For the last few years, Priority Spokane's goal has been to house homeless youth in Spokane County. It launched a pilot program of having community workers in schools dedicated to stabilizing homeless families. Ryan Oelrich, executive director of Priority Spokane, says that after three years those workers in select schools have been able to stabilize nearly 80 percent of formerly homeless students in those schools. The plan is now to expand that program, he says.
But now, Priority Spokane's next focus is on reducing the impact of family trauma and violence in the community. Priority Spokane selects a new priority every three to five years following a community assessment, which identified family trauma as a major issue. Members of the Priority Spokane steering community, which includes 19 people representing various agencies and community leaders, voted that reducing family trauma and violence should indeed be the next priority.
"We have a growing mountain of evidence that adverse childhood experiences (ACES) cause a number of physical, mental, emotional and other problems later in life," Oelrich says in a statement, adding that Spokane has higher-than-state-average rates of child abuse, domestic violence and youth suicide. "This is not what we want for our children or what we want our community to be known for."
The first step is a community mapping process that will be conducted in partnership with the Spokane Regional Health District to identify where additional resources are necessary.
There were two other issues high on the list of priorities that were considered for the next focus for Priority Spokane.
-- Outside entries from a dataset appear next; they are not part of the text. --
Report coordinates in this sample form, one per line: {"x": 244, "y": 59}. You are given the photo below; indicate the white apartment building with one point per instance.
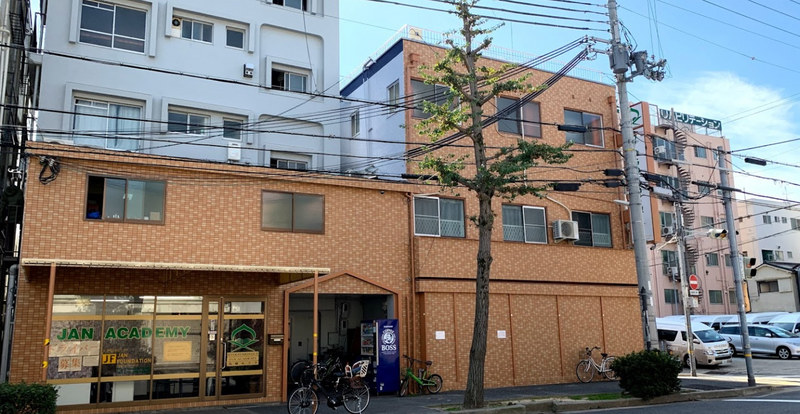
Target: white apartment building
{"x": 204, "y": 79}
{"x": 679, "y": 156}
{"x": 770, "y": 233}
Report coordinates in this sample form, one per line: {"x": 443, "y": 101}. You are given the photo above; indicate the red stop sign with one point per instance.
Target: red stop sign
{"x": 694, "y": 282}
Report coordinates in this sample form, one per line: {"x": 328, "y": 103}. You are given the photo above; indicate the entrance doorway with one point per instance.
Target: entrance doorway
{"x": 235, "y": 330}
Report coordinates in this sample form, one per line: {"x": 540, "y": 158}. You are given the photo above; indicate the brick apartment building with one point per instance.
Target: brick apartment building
{"x": 186, "y": 253}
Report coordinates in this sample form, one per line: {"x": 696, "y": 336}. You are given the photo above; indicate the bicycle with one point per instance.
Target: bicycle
{"x": 587, "y": 368}
{"x": 431, "y": 382}
{"x": 353, "y": 393}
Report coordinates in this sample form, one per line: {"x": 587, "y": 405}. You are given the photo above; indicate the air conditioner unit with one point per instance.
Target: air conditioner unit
{"x": 565, "y": 230}
{"x": 177, "y": 22}
{"x": 234, "y": 151}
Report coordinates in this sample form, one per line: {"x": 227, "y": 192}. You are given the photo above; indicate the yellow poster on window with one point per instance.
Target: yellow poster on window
{"x": 177, "y": 351}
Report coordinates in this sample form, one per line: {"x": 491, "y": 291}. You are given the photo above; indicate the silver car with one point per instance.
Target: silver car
{"x": 764, "y": 339}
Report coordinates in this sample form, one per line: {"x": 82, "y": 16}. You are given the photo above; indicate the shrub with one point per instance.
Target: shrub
{"x": 22, "y": 398}
{"x": 648, "y": 374}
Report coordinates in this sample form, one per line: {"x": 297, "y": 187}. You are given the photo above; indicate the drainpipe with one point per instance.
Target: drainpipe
{"x": 8, "y": 328}
{"x": 413, "y": 264}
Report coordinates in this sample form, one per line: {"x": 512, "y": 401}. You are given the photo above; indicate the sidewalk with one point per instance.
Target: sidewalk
{"x": 386, "y": 404}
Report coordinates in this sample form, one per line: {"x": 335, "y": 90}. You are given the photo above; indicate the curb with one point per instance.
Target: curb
{"x": 557, "y": 406}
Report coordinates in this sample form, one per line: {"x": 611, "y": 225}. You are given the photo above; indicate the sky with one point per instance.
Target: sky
{"x": 731, "y": 60}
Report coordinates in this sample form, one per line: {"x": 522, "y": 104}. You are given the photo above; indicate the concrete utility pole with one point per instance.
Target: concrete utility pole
{"x": 737, "y": 269}
{"x": 620, "y": 62}
{"x": 684, "y": 285}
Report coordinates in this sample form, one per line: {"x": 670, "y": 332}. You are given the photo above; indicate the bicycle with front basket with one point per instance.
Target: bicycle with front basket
{"x": 348, "y": 389}
{"x": 425, "y": 380}
{"x": 587, "y": 368}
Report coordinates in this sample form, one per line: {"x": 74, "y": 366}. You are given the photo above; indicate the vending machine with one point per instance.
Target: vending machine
{"x": 380, "y": 340}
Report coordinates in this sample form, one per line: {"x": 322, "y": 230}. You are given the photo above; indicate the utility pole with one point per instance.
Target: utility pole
{"x": 684, "y": 285}
{"x": 620, "y": 62}
{"x": 737, "y": 269}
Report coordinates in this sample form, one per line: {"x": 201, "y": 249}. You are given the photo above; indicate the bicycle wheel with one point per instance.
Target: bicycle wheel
{"x": 356, "y": 399}
{"x": 585, "y": 371}
{"x": 607, "y": 371}
{"x": 434, "y": 383}
{"x": 303, "y": 401}
{"x": 296, "y": 372}
{"x": 403, "y": 388}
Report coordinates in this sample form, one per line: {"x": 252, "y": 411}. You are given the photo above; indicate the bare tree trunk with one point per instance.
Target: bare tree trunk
{"x": 473, "y": 397}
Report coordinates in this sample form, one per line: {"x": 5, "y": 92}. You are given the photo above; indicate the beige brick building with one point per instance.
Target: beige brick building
{"x": 151, "y": 305}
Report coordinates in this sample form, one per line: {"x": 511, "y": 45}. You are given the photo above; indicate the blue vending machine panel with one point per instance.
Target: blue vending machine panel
{"x": 387, "y": 355}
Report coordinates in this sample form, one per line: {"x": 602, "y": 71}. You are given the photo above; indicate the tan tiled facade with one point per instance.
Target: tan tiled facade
{"x": 547, "y": 301}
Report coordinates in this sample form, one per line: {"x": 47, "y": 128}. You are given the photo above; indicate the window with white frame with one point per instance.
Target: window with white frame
{"x": 523, "y": 120}
{"x": 295, "y": 4}
{"x": 524, "y": 224}
{"x": 594, "y": 136}
{"x": 289, "y": 81}
{"x": 593, "y": 229}
{"x": 434, "y": 216}
{"x": 114, "y": 125}
{"x": 232, "y": 129}
{"x": 435, "y": 94}
{"x": 393, "y": 97}
{"x": 355, "y": 124}
{"x": 234, "y": 38}
{"x": 113, "y": 26}
{"x": 119, "y": 199}
{"x": 187, "y": 122}
{"x": 200, "y": 31}
{"x": 669, "y": 259}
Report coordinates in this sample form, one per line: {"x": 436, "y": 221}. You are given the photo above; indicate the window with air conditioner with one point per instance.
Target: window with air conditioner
{"x": 592, "y": 137}
{"x": 434, "y": 216}
{"x": 125, "y": 200}
{"x": 289, "y": 81}
{"x": 112, "y": 125}
{"x": 200, "y": 31}
{"x": 524, "y": 120}
{"x": 524, "y": 224}
{"x": 669, "y": 259}
{"x": 593, "y": 229}
{"x": 114, "y": 26}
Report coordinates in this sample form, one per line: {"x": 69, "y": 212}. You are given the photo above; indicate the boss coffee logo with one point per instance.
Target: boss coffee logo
{"x": 388, "y": 340}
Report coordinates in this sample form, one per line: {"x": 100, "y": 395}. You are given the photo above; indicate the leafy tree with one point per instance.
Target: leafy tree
{"x": 496, "y": 172}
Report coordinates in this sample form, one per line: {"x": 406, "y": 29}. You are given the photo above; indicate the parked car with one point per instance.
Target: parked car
{"x": 788, "y": 321}
{"x": 764, "y": 339}
{"x": 709, "y": 347}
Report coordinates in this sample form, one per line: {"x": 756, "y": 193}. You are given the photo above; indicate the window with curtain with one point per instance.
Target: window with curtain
{"x": 298, "y": 213}
{"x": 113, "y": 26}
{"x": 438, "y": 217}
{"x": 524, "y": 120}
{"x": 436, "y": 94}
{"x": 112, "y": 125}
{"x": 524, "y": 224}
{"x": 119, "y": 199}
{"x": 594, "y": 136}
{"x": 593, "y": 229}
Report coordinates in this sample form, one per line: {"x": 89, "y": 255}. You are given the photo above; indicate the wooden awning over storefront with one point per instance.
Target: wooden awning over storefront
{"x": 175, "y": 266}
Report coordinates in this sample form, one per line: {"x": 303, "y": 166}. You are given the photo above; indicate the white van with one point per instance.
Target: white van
{"x": 714, "y": 321}
{"x": 787, "y": 321}
{"x": 709, "y": 347}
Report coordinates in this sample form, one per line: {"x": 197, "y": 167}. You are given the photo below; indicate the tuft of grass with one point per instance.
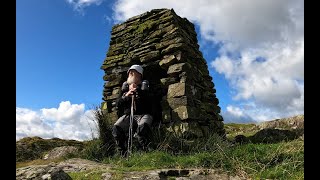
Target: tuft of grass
{"x": 234, "y": 129}
{"x": 284, "y": 160}
{"x": 38, "y": 162}
{"x": 84, "y": 175}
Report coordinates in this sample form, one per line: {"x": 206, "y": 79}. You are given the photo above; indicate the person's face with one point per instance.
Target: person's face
{"x": 133, "y": 77}
{"x": 134, "y": 73}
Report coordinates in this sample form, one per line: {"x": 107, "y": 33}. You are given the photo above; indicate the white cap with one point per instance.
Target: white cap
{"x": 138, "y": 68}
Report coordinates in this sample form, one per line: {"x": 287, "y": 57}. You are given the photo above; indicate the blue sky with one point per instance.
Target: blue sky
{"x": 254, "y": 51}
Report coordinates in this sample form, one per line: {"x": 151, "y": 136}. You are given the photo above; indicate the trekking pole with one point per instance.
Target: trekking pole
{"x": 131, "y": 127}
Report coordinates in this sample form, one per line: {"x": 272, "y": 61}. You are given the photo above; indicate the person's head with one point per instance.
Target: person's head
{"x": 135, "y": 73}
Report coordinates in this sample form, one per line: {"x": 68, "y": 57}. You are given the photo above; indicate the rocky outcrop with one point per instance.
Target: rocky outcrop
{"x": 58, "y": 171}
{"x": 30, "y": 148}
{"x": 167, "y": 48}
{"x": 48, "y": 172}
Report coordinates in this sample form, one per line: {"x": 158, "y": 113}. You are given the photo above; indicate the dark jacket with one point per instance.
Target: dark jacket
{"x": 143, "y": 102}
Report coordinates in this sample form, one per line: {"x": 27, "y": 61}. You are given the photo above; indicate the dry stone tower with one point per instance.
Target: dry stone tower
{"x": 166, "y": 46}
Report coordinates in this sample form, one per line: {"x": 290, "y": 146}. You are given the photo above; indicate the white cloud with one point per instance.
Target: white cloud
{"x": 68, "y": 121}
{"x": 79, "y": 5}
{"x": 236, "y": 115}
{"x": 262, "y": 47}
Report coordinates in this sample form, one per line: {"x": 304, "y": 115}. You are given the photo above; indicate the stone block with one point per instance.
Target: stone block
{"x": 184, "y": 113}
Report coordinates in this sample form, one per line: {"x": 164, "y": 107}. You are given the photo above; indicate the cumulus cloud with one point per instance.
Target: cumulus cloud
{"x": 261, "y": 47}
{"x": 68, "y": 121}
{"x": 234, "y": 114}
{"x": 79, "y": 5}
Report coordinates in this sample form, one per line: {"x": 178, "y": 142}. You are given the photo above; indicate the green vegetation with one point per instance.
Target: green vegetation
{"x": 84, "y": 175}
{"x": 233, "y": 129}
{"x": 31, "y": 148}
{"x": 281, "y": 160}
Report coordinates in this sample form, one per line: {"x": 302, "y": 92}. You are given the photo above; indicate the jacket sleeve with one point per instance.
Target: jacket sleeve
{"x": 121, "y": 100}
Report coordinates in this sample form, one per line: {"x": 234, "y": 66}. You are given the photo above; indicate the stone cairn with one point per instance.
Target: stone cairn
{"x": 166, "y": 46}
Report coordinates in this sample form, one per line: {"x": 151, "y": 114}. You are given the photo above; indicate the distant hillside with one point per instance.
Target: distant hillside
{"x": 295, "y": 122}
{"x": 30, "y": 148}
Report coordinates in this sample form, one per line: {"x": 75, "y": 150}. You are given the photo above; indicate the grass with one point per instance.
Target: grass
{"x": 283, "y": 160}
{"x": 38, "y": 162}
{"x": 84, "y": 175}
{"x": 234, "y": 129}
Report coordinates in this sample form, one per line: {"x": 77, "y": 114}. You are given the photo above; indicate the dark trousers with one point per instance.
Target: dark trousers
{"x": 141, "y": 129}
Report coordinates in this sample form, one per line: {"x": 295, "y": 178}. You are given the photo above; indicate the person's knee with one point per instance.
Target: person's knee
{"x": 117, "y": 132}
{"x": 144, "y": 130}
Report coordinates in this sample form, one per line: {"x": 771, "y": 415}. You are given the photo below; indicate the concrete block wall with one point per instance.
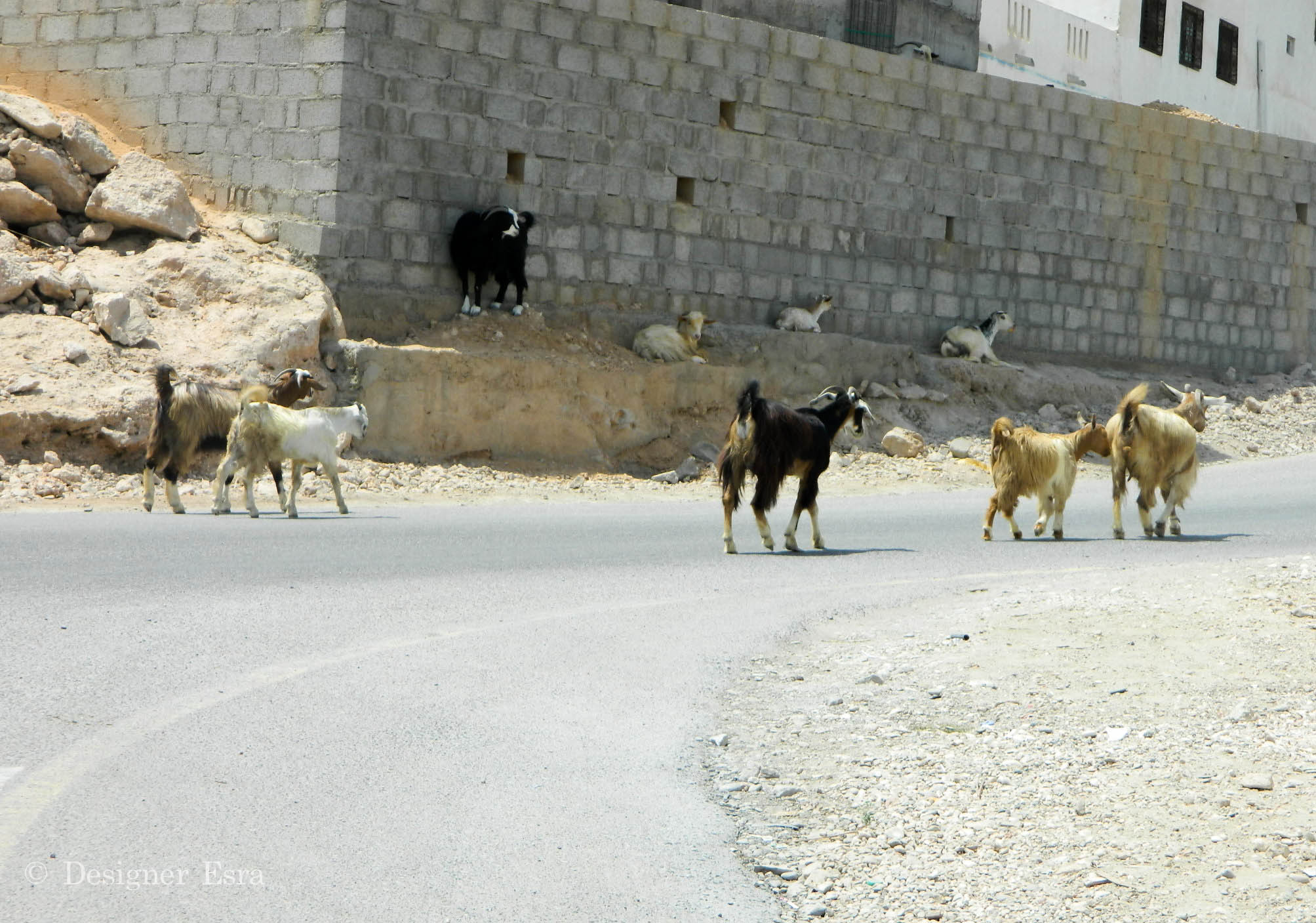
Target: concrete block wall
{"x": 241, "y": 98}
{"x": 917, "y": 195}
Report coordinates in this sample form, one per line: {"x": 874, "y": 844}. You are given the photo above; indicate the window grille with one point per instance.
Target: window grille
{"x": 1190, "y": 37}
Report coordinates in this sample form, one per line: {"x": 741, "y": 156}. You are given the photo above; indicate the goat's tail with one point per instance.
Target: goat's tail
{"x": 1001, "y": 432}
{"x": 1128, "y": 409}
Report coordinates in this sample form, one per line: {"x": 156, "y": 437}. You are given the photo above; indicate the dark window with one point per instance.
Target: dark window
{"x": 1190, "y": 37}
{"x": 1152, "y": 33}
{"x": 871, "y": 24}
{"x": 1227, "y": 53}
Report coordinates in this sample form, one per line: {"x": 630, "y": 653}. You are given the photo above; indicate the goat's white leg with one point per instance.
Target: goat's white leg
{"x": 175, "y": 502}
{"x": 1058, "y": 531}
{"x": 764, "y": 531}
{"x": 222, "y": 486}
{"x": 248, "y": 478}
{"x": 790, "y": 531}
{"x": 1045, "y": 507}
{"x": 292, "y": 491}
{"x": 332, "y": 470}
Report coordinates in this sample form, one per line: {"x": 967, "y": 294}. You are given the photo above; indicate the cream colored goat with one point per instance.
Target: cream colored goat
{"x": 805, "y": 320}
{"x": 673, "y": 344}
{"x": 1026, "y": 462}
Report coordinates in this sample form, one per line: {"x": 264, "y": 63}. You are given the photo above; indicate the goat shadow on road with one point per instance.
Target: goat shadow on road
{"x": 826, "y": 552}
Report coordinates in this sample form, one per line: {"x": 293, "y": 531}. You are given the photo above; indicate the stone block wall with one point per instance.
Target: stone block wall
{"x": 243, "y": 98}
{"x": 679, "y": 158}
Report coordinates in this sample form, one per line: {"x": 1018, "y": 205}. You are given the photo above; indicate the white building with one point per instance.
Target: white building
{"x": 1246, "y": 62}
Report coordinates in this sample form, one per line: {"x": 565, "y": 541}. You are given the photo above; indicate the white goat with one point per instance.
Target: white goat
{"x": 673, "y": 344}
{"x": 265, "y": 432}
{"x": 974, "y": 342}
{"x": 805, "y": 320}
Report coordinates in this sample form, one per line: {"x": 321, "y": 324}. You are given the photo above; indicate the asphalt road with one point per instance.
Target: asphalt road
{"x": 481, "y": 712}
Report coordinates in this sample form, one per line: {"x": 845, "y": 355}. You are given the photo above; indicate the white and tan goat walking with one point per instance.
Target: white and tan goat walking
{"x": 1026, "y": 462}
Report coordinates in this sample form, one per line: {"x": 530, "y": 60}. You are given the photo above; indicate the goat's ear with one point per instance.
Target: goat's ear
{"x": 1176, "y": 392}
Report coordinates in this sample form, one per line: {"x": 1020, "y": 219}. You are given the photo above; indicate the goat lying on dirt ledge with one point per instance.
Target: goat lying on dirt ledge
{"x": 1026, "y": 462}
{"x": 1159, "y": 448}
{"x": 805, "y": 319}
{"x": 265, "y": 432}
{"x": 772, "y": 441}
{"x": 195, "y": 417}
{"x": 673, "y": 344}
{"x": 974, "y": 342}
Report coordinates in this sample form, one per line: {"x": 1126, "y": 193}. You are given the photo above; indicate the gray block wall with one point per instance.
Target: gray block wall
{"x": 916, "y": 195}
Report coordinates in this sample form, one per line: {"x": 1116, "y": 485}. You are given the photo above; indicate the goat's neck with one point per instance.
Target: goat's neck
{"x": 833, "y": 417}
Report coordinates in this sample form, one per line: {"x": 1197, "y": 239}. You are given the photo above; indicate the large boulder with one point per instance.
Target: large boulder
{"x": 16, "y": 276}
{"x": 39, "y": 165}
{"x": 85, "y": 145}
{"x": 120, "y": 318}
{"x": 22, "y": 207}
{"x": 31, "y": 113}
{"x": 141, "y": 193}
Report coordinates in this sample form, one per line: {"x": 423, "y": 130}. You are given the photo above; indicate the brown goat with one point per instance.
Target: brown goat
{"x": 1159, "y": 448}
{"x": 195, "y": 417}
{"x": 1026, "y": 462}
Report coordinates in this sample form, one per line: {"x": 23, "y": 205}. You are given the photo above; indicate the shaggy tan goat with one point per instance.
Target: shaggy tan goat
{"x": 673, "y": 344}
{"x": 1026, "y": 462}
{"x": 1157, "y": 448}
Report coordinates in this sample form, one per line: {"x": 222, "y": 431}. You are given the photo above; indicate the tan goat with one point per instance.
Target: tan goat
{"x": 1157, "y": 448}
{"x": 1026, "y": 462}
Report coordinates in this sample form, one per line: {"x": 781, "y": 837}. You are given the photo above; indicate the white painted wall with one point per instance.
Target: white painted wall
{"x": 1283, "y": 102}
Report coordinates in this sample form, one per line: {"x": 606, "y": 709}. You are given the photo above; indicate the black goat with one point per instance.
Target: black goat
{"x": 772, "y": 441}
{"x": 492, "y": 244}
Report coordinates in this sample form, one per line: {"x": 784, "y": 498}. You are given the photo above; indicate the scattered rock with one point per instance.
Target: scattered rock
{"x": 903, "y": 443}
{"x": 121, "y": 318}
{"x": 86, "y": 146}
{"x": 141, "y": 193}
{"x": 26, "y": 385}
{"x": 261, "y": 230}
{"x": 31, "y": 113}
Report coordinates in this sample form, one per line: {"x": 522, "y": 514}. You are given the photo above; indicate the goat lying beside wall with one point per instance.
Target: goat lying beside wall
{"x": 194, "y": 417}
{"x": 673, "y": 344}
{"x": 264, "y": 434}
{"x": 805, "y": 319}
{"x": 1159, "y": 448}
{"x": 974, "y": 342}
{"x": 1026, "y": 462}
{"x": 773, "y": 441}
Those were increasing access and services for people with substance abuse and mental health issues, and improving the availability of affordable housing. Ultimately, however, Priority Spokane decided that reducing family trauma could make an impact on those other two issues as well. Oelrich says two different affordable housing providers serving as members of Priority Spokane voted for reducing family trauma as the priority because they see so many women and children fleeing domestic violence situations and looking for housing.
Oelrich says family trauma is at the root of many community issues.
"If we can get in there sooner," Oelrich says, "we can do a world of good."